В половине двенадцатого она уже была свободна, набрала сотовый матери, та не взяла трубку, Катя позвонила домой, там было все по-прежнему, отец бодрился, ничего особо не рассказывал, расспрашивал про Москву.
Встретились с Настей на «Пушкинской».
– На испытательном сроке стажерам вообще ничего не платят, только чаевые. Я с официантами перетерла, кто говорит – на чаевых ноги протянешь, кто – ничего вроде… один чувак сказал, до десятки в день чаевых рубит, – Настя посмотрела на Катю, – это он меня кадрил, врал, наверное. Но все говорят, что новичку столики самые плохие дают, куда народ не садится. Ну, это понятно… – Настя задумалась, вспоминая, – матерятся все, как собаки, официанты, повара… Короче, без оклада устроиться можно, но это – не вариант!
Вышли из подземного перехода. Солнышко светило мягко и даже чуть пекло, погода была приятная.
– Может тебе в дорогие рестораны попытаться?

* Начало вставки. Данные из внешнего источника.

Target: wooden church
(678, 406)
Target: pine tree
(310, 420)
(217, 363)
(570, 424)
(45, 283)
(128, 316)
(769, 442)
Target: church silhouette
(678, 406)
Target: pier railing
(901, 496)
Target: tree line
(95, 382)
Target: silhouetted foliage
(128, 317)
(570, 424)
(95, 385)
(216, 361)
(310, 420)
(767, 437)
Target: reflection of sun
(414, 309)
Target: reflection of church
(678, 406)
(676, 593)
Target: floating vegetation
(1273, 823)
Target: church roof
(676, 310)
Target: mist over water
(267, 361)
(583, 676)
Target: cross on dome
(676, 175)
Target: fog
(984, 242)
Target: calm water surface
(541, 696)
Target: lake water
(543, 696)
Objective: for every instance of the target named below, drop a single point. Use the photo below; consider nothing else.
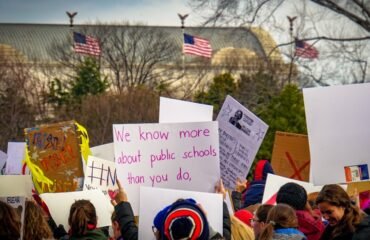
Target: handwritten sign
(15, 156)
(172, 155)
(160, 198)
(241, 134)
(173, 110)
(59, 205)
(16, 185)
(56, 151)
(291, 156)
(338, 130)
(100, 174)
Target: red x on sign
(297, 172)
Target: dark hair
(262, 212)
(81, 214)
(335, 195)
(35, 225)
(280, 216)
(10, 222)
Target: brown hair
(10, 222)
(335, 195)
(81, 214)
(35, 225)
(280, 216)
(262, 212)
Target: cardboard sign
(178, 156)
(19, 204)
(241, 134)
(291, 156)
(59, 205)
(173, 110)
(100, 174)
(16, 185)
(160, 198)
(15, 152)
(55, 150)
(338, 130)
(105, 151)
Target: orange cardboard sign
(54, 150)
(291, 156)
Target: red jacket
(311, 226)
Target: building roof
(35, 40)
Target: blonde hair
(240, 230)
(280, 216)
(35, 225)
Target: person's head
(260, 218)
(239, 230)
(35, 224)
(245, 216)
(263, 167)
(238, 114)
(183, 219)
(293, 195)
(280, 216)
(10, 222)
(82, 217)
(336, 207)
(115, 226)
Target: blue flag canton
(188, 39)
(79, 38)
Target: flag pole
(182, 18)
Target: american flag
(197, 46)
(305, 50)
(86, 44)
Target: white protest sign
(19, 204)
(168, 155)
(59, 205)
(3, 158)
(15, 154)
(241, 134)
(338, 132)
(16, 185)
(100, 174)
(274, 182)
(105, 151)
(160, 198)
(173, 110)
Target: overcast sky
(151, 12)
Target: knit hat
(245, 216)
(292, 194)
(182, 219)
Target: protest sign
(173, 110)
(105, 151)
(153, 200)
(16, 185)
(291, 156)
(100, 174)
(19, 204)
(59, 205)
(15, 152)
(168, 155)
(338, 133)
(241, 134)
(55, 152)
(3, 158)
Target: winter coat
(288, 234)
(311, 226)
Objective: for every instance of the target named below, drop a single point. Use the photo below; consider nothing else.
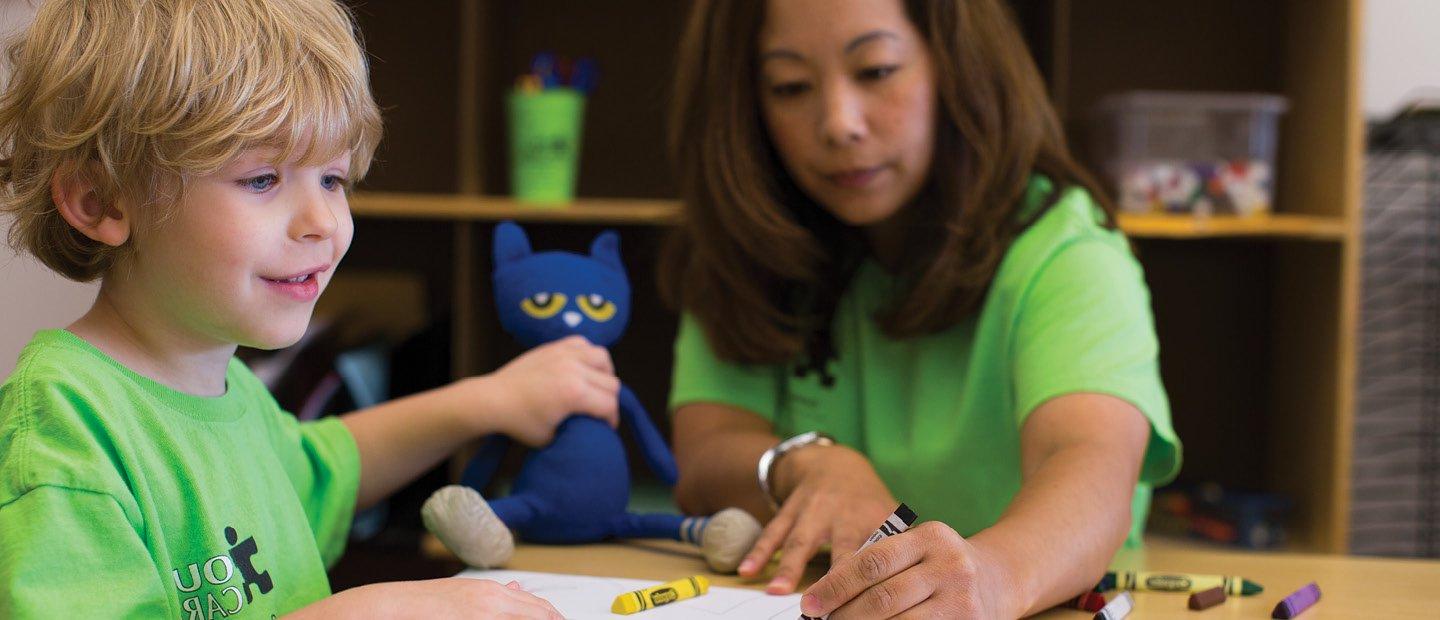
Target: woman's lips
(856, 179)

– А ты-то что, не хочешь попробовать? – Настя остановилась и посмотрела на сестру. – Или ты вообще не хочешь в ресторан?
– Я в эту финскую фирму выйду, меня приняли вроде…

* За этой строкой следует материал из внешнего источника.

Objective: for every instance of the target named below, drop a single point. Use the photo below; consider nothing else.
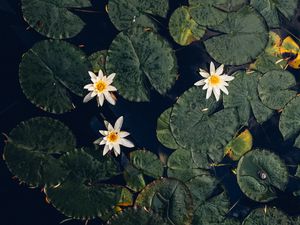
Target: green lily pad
(274, 88)
(141, 59)
(138, 216)
(243, 95)
(262, 216)
(273, 9)
(182, 166)
(80, 195)
(98, 60)
(195, 126)
(50, 72)
(169, 198)
(260, 174)
(289, 123)
(183, 28)
(163, 130)
(53, 18)
(33, 148)
(127, 13)
(147, 162)
(238, 32)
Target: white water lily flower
(114, 137)
(214, 81)
(101, 87)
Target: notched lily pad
(50, 71)
(142, 60)
(261, 174)
(169, 198)
(53, 18)
(33, 148)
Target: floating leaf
(163, 130)
(141, 59)
(261, 174)
(289, 123)
(243, 95)
(169, 198)
(127, 13)
(238, 32)
(147, 162)
(272, 9)
(33, 148)
(240, 145)
(262, 216)
(183, 28)
(54, 18)
(274, 88)
(50, 71)
(196, 127)
(81, 196)
(136, 216)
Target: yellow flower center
(112, 136)
(100, 86)
(214, 80)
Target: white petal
(212, 68)
(87, 98)
(109, 98)
(199, 83)
(126, 143)
(220, 70)
(217, 93)
(100, 74)
(208, 93)
(119, 123)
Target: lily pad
(237, 33)
(273, 9)
(127, 13)
(147, 162)
(138, 216)
(262, 216)
(261, 174)
(195, 126)
(243, 95)
(163, 130)
(33, 148)
(289, 123)
(81, 196)
(183, 28)
(169, 198)
(50, 72)
(54, 19)
(274, 88)
(141, 59)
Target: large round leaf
(50, 71)
(196, 127)
(183, 28)
(274, 88)
(32, 150)
(81, 195)
(127, 13)
(243, 36)
(273, 9)
(53, 18)
(262, 216)
(136, 216)
(289, 123)
(141, 59)
(243, 95)
(261, 174)
(169, 198)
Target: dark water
(23, 206)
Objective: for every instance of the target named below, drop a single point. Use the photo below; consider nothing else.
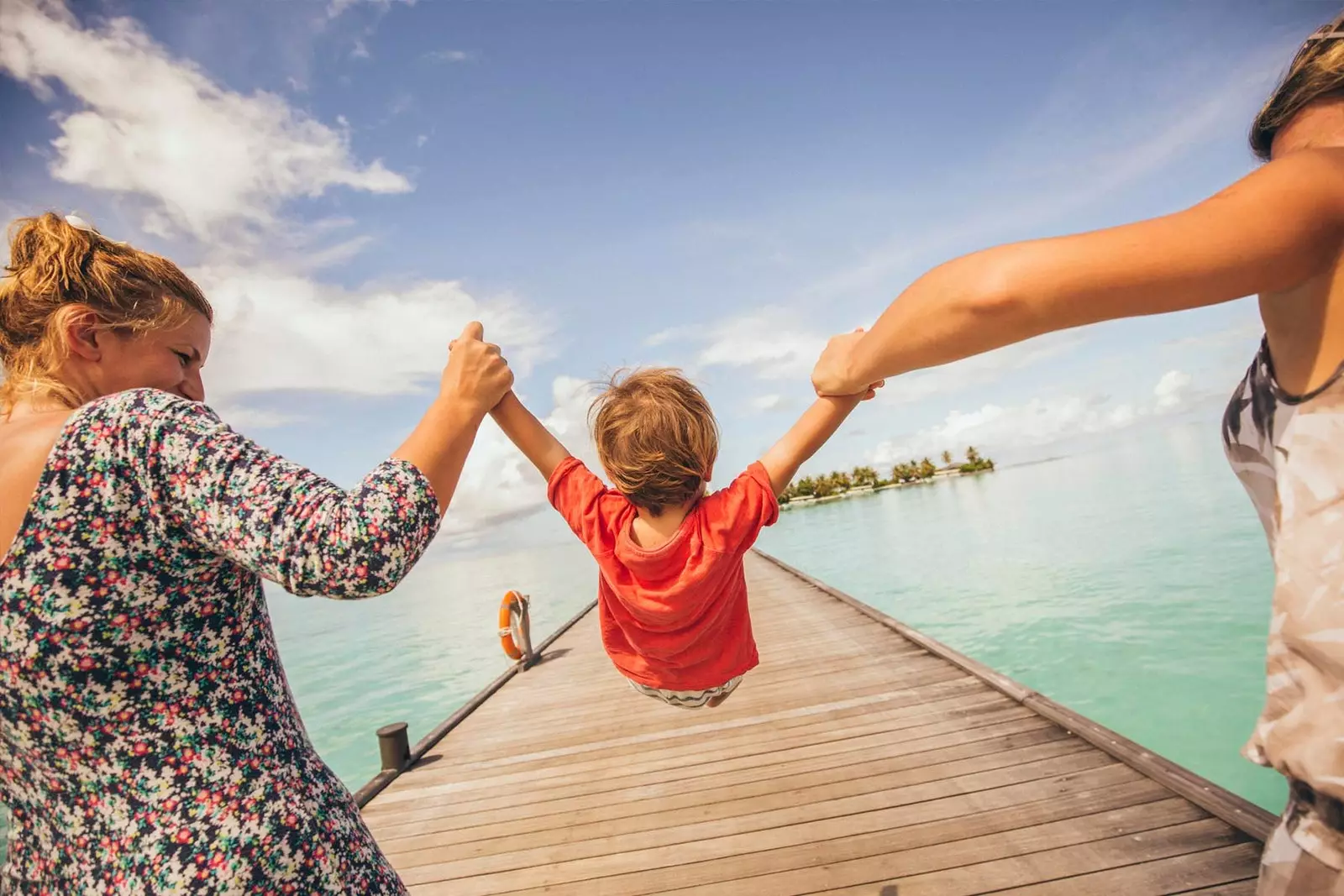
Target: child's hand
(832, 374)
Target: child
(672, 595)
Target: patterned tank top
(1288, 450)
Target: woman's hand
(477, 375)
(833, 374)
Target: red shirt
(672, 617)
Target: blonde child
(672, 595)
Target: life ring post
(394, 746)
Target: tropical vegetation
(866, 477)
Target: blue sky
(717, 186)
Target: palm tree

– Ну и что, что приняли, может, нас в один ресторан возьмут, вместе будем! Про иностранный, кстати, везде спрашивают.
Катя молчала.
– В дорогих ресторанах… слушай, такие крутые бывают, зайти страшно! – Настя вытаращила глаза, – В некоторые даже не пускают на собеседование… у меня на роже что-то написано? – повернулась к сестре.
– У всех написано, – улыбнулась Катя.
– И что у меня?! Читай!
– Ты, когда улыбаешься, о-о-очень красивая, а бываешь как парень. Тебе бы помягче как-то…
– В Москве помягче?! Ты через охранников, этих тупых амбалов, блин, не пройдешь! Я в один хороший ресторан зашла – объявление висело, – Настя подняла палец вверх, – берут официантов без опыта работы! Не взяли! Сам хозяин со мной разговаривал… ну, понты, конечно… откуда, такая милашка? Где такой говорок дают? Что за Белореченск? Все дела, короче… – Настя нахмурилась. – Может, я роста маленького? У меня же лицо красивее твоего?
– Красивее, – охотно согласилась Катя.
– Титек нет, правда, а задница ничего вроде…
– А какие вопросы задавал?
– Да ничего особенного… у нас высокие зарпла-а-аты! У нас пу-у-ублика! – передразнивала хозяина ресторана Настя. – Путин у них со своей братвой бухают каждый день! И еще спрашивает меня, назовите основных героев «Войны и мира». Прямо, как на уроке блин!
– Ну? – заинтересовалась Катя.
– Что?
– Кого назвала?
– Кого-кого, не помню я никого, кроме Кутузова, да Наполеона, я не читала… а он – это не главные герои! Нормально так, Наполеон не главный! Ну, поручика этого вспомнила и все. Короче, я сама ушла…
– Какого поручика?
– Ну, Ржевского!
Катя рассмеялась, прижимаясь к Насте.
– Что ты умничаешь?! Ты все каникулы в библиотеке работала, а у меня трояк был по литературе! И тот натянутый! И что? На работу меня не брать из-за этого?! Что, я на стол не накрою без твоей «Войны и мира»… Так, стоп! «Мукузани»! Красиво! Нам сюда!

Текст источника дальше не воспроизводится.